A.N : Ces travaux ont été le début d’une grande étude que nous menons. C’est aussi voir comment on peut maîtriser l’impact de ces huiles de vidange sur l’environnement. Actuellement nous recherchons les matériaux qu’on peut utiliser pour que même quand il y a des fuites au niveau du sol, ces huiles de vidange puissent être maîtrisées. On parle des polluants qui se trouvent dans ces huiles de vidange et il faut reconnaître qu’ils sont très persistants dans l’environnement. Donc, il y a des matériaux locaux que nous étudions notamment les argiles. Il y a aussi différents types d’amendements organiques et de charbon qu’on peut mélanger à l’argile pour aménager le sol de telle sorte que même quand il y a des fuites au niveau du sol, les composants nocifs de ces huiles soient maîtrisés et dégradés sur place. Donc, il y a moins de risques de volatilisation, de ruissellement vers les eaux de surface et de lessivage vers les eaux souterraines. C’est ce que nous réalisons actuellement comme recherche avec quelques partenaires. A l’issue des travaux, on communiquera sur les résultats.

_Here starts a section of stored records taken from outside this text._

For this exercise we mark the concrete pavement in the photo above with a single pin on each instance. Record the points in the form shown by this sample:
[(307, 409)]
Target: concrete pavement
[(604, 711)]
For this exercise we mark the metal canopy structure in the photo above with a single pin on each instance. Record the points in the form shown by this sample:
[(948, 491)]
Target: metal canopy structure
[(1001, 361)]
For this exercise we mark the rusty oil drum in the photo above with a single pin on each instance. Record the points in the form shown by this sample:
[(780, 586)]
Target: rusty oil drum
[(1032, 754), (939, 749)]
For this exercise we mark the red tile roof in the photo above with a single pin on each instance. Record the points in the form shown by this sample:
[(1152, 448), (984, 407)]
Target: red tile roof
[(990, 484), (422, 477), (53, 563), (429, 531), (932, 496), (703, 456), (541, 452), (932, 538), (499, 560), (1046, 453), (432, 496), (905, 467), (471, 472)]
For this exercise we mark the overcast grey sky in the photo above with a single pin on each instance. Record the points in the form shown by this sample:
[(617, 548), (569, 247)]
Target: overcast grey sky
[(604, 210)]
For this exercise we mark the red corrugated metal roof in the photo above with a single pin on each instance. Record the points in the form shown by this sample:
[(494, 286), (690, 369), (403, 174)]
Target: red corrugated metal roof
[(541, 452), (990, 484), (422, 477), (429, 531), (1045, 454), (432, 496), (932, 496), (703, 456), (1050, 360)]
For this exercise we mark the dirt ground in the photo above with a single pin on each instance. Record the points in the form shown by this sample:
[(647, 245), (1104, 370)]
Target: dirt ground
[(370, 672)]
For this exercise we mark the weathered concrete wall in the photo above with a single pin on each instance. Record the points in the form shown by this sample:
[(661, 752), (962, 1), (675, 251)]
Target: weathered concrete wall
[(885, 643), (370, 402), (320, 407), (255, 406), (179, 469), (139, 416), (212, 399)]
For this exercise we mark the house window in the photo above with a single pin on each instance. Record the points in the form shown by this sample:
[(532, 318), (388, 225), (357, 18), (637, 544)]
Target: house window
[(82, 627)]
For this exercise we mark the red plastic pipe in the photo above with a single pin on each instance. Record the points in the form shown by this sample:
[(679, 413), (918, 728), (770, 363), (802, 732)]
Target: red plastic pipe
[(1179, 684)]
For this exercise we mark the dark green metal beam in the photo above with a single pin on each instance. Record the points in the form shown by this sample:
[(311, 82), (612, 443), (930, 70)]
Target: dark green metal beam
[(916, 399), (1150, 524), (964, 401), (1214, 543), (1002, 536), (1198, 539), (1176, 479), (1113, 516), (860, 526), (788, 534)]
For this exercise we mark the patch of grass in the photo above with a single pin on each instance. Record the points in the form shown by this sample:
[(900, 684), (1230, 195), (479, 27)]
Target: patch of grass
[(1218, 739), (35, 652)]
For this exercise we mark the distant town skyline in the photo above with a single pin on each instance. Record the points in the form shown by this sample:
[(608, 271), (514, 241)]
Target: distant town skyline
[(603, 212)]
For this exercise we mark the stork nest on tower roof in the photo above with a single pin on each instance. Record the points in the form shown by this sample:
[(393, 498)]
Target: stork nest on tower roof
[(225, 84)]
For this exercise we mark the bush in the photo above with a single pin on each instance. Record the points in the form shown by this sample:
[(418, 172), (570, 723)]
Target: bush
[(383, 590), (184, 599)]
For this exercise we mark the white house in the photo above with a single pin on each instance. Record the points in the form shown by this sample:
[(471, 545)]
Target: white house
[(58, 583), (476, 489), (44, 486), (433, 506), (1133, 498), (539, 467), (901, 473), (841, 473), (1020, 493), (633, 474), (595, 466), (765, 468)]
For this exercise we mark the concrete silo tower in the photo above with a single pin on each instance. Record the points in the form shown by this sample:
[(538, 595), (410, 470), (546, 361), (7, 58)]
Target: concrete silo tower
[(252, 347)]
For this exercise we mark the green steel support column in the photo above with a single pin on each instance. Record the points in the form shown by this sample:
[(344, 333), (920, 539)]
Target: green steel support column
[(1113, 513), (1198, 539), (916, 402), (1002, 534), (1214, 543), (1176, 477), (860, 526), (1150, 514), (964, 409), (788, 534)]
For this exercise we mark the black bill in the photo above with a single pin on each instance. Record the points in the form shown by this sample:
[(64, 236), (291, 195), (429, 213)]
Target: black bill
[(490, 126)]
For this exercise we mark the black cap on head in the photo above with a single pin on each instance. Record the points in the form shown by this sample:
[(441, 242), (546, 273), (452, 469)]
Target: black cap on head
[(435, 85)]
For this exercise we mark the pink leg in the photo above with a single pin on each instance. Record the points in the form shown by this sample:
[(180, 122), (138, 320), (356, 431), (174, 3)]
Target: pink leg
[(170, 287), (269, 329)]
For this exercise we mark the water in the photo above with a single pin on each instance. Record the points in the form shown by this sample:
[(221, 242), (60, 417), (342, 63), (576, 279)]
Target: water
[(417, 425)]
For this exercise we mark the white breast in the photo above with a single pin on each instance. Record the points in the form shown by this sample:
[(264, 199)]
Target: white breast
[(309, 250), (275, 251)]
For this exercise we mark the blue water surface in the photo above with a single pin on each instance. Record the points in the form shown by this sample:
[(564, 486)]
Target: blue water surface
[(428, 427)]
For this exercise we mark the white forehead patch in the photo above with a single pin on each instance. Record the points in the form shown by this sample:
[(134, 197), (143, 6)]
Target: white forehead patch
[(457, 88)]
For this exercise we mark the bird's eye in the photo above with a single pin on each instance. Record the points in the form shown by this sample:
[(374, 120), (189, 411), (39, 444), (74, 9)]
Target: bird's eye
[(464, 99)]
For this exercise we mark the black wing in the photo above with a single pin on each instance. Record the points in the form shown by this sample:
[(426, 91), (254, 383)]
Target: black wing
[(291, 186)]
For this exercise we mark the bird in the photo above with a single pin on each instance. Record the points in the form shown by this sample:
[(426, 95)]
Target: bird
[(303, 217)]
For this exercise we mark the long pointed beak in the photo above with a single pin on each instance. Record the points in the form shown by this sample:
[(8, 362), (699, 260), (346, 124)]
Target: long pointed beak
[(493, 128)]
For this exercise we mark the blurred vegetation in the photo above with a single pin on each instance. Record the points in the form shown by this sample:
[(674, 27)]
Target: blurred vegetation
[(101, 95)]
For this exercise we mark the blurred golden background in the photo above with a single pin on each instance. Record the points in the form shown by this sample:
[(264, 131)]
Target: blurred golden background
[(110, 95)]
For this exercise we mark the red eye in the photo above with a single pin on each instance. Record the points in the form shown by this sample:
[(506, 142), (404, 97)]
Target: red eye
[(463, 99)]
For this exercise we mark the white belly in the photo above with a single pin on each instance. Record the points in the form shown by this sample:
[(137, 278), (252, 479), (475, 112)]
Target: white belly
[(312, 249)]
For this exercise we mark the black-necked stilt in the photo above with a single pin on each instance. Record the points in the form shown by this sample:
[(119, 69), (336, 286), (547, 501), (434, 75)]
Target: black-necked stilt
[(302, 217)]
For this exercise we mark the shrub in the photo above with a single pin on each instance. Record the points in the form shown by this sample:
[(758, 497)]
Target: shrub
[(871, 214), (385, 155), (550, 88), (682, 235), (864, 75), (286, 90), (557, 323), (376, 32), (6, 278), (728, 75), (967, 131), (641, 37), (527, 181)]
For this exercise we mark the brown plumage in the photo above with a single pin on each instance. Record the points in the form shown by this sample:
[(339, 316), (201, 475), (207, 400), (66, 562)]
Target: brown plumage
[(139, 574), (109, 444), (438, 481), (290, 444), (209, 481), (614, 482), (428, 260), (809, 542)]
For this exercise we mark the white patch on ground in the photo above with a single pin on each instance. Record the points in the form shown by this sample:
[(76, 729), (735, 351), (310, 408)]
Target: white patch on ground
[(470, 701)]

C.A : La suite de cette étude que vous venez d’entamer portera sur quoi précisément ?
A.N : On espère qu’un jour on aura un espace aménagé pour les garages. Si cet espace est délimité, nous pouvons contribuer à son aménagement avec les résultats de nos recherches pour que le sol soit apte à recevoir ces garages. Et aussi, contribuer au choix de ce site. C’est un site qu’il faut bien choisir en fonction du type de sol, de la topographie et du climat. En ce moment même en cas de fuite, les autres compartiments de l’environnement ne seront pas menacés.
C.A : Un appel à l’endroit des populations et des autorités pour une gestion efficiente et efficace des huiles de vidange dans la ville de Ouagadougou
A.N : A l’endroit des utilisateurs, je dirai qu’il faut savoir que ces huiles de vidange sont toxiques. Elles contiennent des produits extrêmement dangereux pour la santé et pour l’environnement. Si on a conscience de cela, on va prendre des précautions. Ceux qui manipulent ces produits doivent utiliser des équipements de protection individuels. A l’endroit des autorités, de veiller à ce que les garages ne se retrouvent pas au milieu des habitations. Parce que c’est un risque pour la santé humaine et l’environnement. Beaucoup de produits s’évaporent et quand il y a volatilité de ces produits, cela veut dire qu’on ne maîtrise leurs destinations et leurs impacts rien. La santé de toute la population est menacée. A travers les eaux de ruissellement, beaucoup de produits peuvent se retrouver dans l’environnement et dans l’eau. Donc, il faut veiller à cela. Il faut également organiser le secteur des garagistes de sorte à empêcher les installations anarchiques et penser à aménager un espace hors de la ville auprofit de ces garagistes de sorte qu’ils puissent exercer leur activité avec des consignes bien claires, assurer la santé de la population et préserver l’environnement.